Élections sociales 2020 : 10 rappels-clés

Les prochaines élections sociales auront lieu entre le 11 et le 24 mai 2020 (jour Y). Toutefois, la procédure électorale – qui dure plus de 150 jours – commencera dès le mois de décembre 2019.

Vous trouverez ci-après quelques rappels pour vous aider dès les étapes préalables à l’organisation des élections proprement dites qui, rappelons-le, peuvent désormais être organisées de façon électronique.

1. Dans quelles entreprises organiser des élections sociales?

Un conseil d’entreprise (CE) doit en principe être instauré dans les entreprises occupant en moyenne 100 travailleurs tandis qu’un comité pour la prévention et la protection au travail (CPPT) doit être instauré dans les entreprises occupant en moyenne 50 travailleurs.

Nouveauté ! La période de référence pour calculer le taux moyen d’occupation s’écoule désormais du 1er octobre 2018 au 30 septembre 2019 pour les travailleurs liés par un contrat de travail ou contrat d’apprentissage, et le 2ème trimestre de l’année 2019 pour les travailleurs intérimaires (sauf s’ils remplacent un travailleur fixe).

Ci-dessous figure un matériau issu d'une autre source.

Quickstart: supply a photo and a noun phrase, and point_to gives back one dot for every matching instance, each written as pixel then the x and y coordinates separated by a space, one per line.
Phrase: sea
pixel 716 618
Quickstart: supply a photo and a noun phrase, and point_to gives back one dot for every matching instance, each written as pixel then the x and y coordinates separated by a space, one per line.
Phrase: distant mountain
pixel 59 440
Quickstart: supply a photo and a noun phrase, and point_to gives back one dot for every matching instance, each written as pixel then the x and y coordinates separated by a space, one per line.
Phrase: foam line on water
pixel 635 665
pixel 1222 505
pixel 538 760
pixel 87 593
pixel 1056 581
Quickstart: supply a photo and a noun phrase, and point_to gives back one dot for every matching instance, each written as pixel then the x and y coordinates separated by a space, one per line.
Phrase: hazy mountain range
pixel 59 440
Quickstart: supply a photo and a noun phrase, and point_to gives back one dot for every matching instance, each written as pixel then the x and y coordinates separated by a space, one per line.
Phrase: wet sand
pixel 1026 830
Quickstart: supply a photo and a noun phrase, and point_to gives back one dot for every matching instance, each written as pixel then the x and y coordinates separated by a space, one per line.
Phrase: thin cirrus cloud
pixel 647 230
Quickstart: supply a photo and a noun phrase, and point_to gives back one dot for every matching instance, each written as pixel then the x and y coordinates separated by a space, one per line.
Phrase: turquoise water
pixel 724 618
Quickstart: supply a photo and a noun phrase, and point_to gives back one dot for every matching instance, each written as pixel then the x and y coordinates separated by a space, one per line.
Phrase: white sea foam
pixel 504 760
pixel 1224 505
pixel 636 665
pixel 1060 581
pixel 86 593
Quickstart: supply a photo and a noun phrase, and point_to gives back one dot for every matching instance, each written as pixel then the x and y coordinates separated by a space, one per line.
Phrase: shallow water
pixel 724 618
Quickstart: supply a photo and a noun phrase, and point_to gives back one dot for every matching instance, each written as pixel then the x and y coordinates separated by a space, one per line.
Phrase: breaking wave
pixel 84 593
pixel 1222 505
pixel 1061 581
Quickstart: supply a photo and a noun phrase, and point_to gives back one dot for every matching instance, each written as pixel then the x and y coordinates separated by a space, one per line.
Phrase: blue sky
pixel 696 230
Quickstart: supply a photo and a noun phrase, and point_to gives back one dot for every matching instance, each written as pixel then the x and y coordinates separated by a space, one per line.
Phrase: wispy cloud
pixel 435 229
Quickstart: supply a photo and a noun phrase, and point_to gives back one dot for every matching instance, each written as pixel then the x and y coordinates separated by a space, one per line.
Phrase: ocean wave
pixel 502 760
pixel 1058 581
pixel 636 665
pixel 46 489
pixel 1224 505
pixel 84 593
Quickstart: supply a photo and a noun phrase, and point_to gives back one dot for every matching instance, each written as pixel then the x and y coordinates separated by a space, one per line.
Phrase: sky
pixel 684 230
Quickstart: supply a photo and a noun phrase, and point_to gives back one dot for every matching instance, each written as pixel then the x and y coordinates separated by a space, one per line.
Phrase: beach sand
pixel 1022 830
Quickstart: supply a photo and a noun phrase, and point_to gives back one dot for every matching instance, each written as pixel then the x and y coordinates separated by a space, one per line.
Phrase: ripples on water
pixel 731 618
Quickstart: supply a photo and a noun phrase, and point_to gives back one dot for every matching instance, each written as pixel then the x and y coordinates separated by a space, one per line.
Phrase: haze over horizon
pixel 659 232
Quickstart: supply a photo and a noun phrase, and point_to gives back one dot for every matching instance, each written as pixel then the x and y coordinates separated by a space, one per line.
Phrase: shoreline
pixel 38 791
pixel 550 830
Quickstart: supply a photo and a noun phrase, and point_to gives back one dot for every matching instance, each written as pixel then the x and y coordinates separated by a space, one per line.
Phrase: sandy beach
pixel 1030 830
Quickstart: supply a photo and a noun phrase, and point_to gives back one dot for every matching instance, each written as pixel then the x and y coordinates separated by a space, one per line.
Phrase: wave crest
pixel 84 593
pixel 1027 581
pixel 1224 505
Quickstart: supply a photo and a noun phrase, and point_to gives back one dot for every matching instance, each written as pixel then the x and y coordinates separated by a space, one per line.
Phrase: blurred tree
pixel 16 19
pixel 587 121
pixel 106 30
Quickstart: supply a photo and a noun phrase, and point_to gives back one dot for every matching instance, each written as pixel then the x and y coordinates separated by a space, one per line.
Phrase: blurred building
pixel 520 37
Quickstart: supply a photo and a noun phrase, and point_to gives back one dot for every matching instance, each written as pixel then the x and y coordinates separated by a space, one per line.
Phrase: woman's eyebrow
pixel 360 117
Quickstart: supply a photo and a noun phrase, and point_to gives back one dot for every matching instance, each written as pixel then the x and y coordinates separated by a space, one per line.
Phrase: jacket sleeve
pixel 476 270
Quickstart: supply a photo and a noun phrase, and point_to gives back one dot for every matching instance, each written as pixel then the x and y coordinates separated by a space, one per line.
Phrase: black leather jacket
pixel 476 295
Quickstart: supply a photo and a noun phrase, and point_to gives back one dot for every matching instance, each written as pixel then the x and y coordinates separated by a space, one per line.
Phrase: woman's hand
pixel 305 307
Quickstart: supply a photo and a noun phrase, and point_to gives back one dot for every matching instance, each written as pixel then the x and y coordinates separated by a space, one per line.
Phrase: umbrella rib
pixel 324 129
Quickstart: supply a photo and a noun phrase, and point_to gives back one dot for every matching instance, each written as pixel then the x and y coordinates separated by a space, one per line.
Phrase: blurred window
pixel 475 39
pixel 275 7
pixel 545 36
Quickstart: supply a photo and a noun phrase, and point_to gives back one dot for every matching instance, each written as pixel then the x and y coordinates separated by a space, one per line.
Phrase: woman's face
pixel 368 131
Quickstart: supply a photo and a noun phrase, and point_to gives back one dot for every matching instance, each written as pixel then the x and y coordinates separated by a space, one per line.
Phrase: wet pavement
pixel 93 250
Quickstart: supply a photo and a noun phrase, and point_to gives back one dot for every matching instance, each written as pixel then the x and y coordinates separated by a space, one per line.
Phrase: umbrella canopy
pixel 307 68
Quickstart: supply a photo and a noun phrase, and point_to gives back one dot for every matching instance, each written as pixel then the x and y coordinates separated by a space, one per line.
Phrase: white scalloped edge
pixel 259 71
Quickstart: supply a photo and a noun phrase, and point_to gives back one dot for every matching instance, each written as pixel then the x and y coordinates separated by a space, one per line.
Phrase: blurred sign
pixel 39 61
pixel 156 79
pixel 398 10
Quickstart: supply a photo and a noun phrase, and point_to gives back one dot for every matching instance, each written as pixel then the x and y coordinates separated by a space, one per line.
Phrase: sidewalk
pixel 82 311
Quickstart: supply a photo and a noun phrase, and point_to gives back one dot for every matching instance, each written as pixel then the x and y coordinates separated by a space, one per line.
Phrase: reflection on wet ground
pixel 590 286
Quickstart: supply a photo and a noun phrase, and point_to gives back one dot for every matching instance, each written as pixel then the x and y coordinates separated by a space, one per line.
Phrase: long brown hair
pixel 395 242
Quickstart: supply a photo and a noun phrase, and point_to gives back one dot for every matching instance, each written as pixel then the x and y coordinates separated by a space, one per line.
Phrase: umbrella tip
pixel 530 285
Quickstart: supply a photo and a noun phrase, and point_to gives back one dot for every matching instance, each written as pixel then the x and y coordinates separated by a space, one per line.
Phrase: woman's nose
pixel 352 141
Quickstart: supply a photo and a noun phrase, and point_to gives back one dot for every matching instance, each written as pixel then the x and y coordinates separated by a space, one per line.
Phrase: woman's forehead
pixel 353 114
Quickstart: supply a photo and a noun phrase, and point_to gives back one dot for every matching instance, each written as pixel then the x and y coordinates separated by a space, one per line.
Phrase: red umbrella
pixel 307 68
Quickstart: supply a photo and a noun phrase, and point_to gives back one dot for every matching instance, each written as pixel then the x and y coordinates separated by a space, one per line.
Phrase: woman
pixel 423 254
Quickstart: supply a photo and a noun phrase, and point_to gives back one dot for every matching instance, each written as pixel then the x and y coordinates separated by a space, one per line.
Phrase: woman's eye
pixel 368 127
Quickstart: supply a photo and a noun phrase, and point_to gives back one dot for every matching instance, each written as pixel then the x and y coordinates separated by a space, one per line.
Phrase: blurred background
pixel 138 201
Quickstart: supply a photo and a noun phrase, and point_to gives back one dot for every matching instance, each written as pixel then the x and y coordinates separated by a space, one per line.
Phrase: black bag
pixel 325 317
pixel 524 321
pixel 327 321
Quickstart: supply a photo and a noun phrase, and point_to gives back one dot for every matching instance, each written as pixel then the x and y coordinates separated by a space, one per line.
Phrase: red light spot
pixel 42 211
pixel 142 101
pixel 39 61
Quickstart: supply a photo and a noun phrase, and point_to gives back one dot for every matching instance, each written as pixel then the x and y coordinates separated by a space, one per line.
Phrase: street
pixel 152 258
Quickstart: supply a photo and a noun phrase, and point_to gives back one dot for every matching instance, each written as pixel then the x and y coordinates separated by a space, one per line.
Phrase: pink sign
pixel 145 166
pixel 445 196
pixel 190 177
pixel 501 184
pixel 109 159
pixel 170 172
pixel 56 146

L’occupation moyenne des travailleurs est calculée, sauf pour les intérimaires, en prenant le nombre total de jours calendriers enregistrés en Dimona pour chacun de ceux-ci entre le 1er octobre 2018 et le 30 septembre 2019, à diviser par 365.

2. L’entreprise = l’UTE

– Les élections sociales doivent être organisées au niveau de l’unité technique d’exploitation (UTE) définie à partir de critères économiques et sociaux. Cette notion d’UTE ne coïncide pas nécessairement avec celle d’entité juridique. Une entité juridique peut ainsi être composée de plusieurs UTE et inversement.

Concrètement, c’est l’existence d’une certaine autonomie en matière économique et sociale qui déterminera le niveau auquel le CE et le CPPT devront être mis en place. En cas de doute, les critères sociaux prévalent sur les critères économiques.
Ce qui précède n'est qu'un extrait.